Faults in Measuring Security Effectiveness

Astute buyers of IDS/IPS technology ask the critical question: "How can I tell if product X is really better than product Y for my purposes?"

By : Christian Stankevitz, CTO NSS Labs

The challenge that faced IT implementers throughout the history of intrusion prevention has been determining which IDS/IPS products are appropriate for a given environment. According to Christian Stankevitz, CTO of NSS Labs, every vendor claims that their product is better than the next in some material way.

The dizzying array of product features, numbers, anecdotal quotes, case studies and claims has left many buyers confused. Astute buyers of IDS/IPS technology ask the critical question: "How can I tell if product X is really better than product Y for my purposes?"

Independent testing should alleviate this confusion, assist with consumer product selection and augment vendor product improvement. That means that independent testers provide accurate, realistic metrics to IT decision makers.

Accurately Measure

The only way to guarantee an accurate measurement of security effectiveness is to perform real-world testing, utilizing live exploits that attack actual hosts. In the early days of security product testing, this was performed by exploiting a small number of vulnerable devices that would compromise the target when executed from "attacker" hosts. This approach worked quite well for a while, but failed to scale as the combination of exploits and vulnerable targets exploded. Every time a system was exploited, it had to be rebuilt.

To provide sufficient testing of coverage without building an expensive infrastructure of exploits and vulnerable applications, testers began using "capture/replay" tools, an approach which records an exploit once and sends - or replays - it repeatedly. Testing products using capture/replay has become the mainstay of IDS/IPS security testing and so widely accepted that many vendors and independent test labs use these tools exclusively.

The Capture/Replay Problem

Unfortunately, using capture/replay technology for the purpose of measuring security effectiveness is a flawed approach. It is incapable of determining the real impact of partially mitigated exploits and in many cases the captures fail to include meaningful payloads. Often, meaningful exploit payloads are the difference between a functional exploit and harmless garbage. This presents a problem for all IDS/IPS products, as both sophisticated "protocol decoding" technology as well as some simpler exploit-based signatures can correctly determine that the replay (with no payload) is not a real attack.

Thus, it is impossible to determine which IDS/IPS device is functioning properly in a test and which is not since neither report the attack. Furthermore, the results of capture/replay tests are indeterminate because such tools cannot target real vulnerable servers to ascertain the impact of an attack. Just because an attack was partially blocked by an IPS doesn't mean that the targeted service didn't crash. Understanding the ability to mitigate the impact of the real threat is the only true measure of security effectiveness.

The Product Effect

Unfortunately, since 2005 nearly everyone has relied heavily on a relatively small number of capture/replay tools, while market dynamics emphasized speed and simplicity over detection accuracy. During 2007, several IDS/IPS engines have been observed to miss or "leak" exploits that were once caught, even though the IDS/IPS purportedly had the necessary signatures. The problem was not limited to old exploits. Some recent, well-publicized exploits were discovered to neither be detected nor mitigated by security products that purported to have coverage for these threats.

Seeing an isolated exploit sneak past an IDS/IPS is nothing new, but it has become relatively common to see double-digit percentage increases in exploits passing through several products from multiple vendors. It appears that some security product vendors have adapted their signatures to detect the traffic generated by popular capture/replay tools. Thus, these vendors have in effect "de-tuned" their signatures and degraded their protective capabilities – in order to pass common lab test procedures.

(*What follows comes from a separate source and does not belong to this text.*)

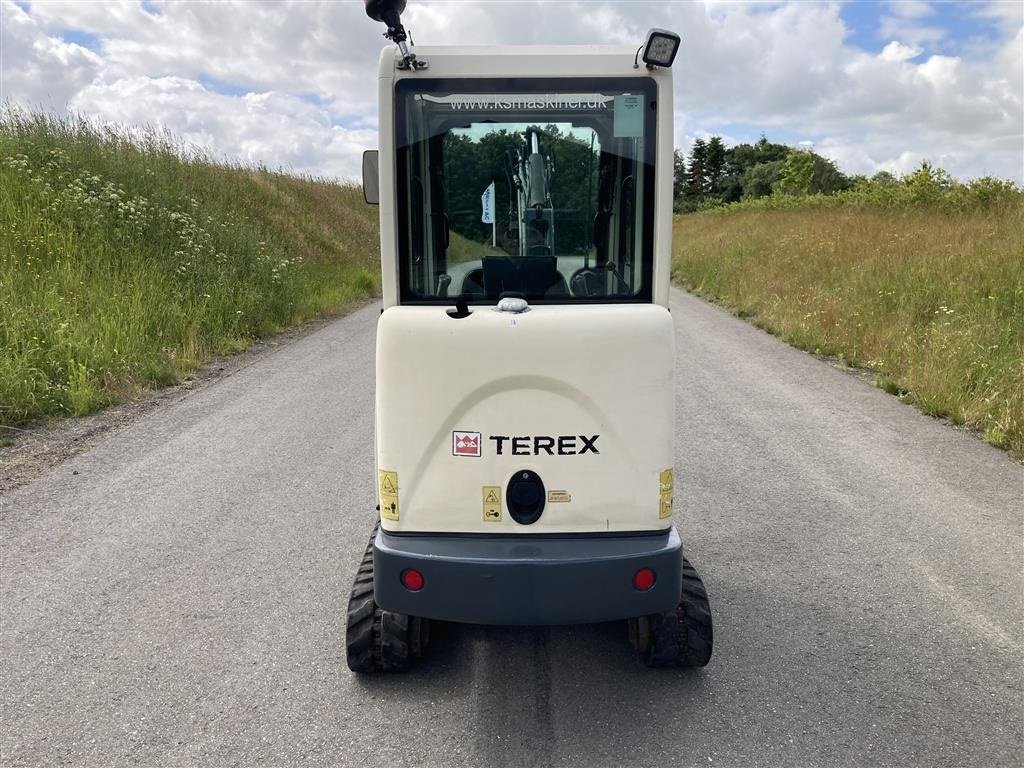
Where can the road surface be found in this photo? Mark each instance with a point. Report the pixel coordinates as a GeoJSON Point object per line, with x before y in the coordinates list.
{"type": "Point", "coordinates": [175, 595]}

It is time for a complete overhaul of IDS/IPS testing methodology. Capture/replay technology is of marginal value in a testing environment and must once again be replaced with real exploits targeting real vulnerable targets. Testing labs should provide environments with a large range of live host targets, complete with vulnerable applications, databases and operating systems. Live threats traversing live networks carrying live malicious code need to be used to measure actual product effectiveness and the real impact to these vulnerable systems. Real-world threat categorization and real-world testing methodologies must be implemented to get real-world results.

It is the responsibility of testing and certification organizations to provide this information in a manner which consumers can understand and apply to their specific needs.

Christian Stankevitz is the CTO of NSS Labs, the globally recognized leader in independent security performance testing and certification.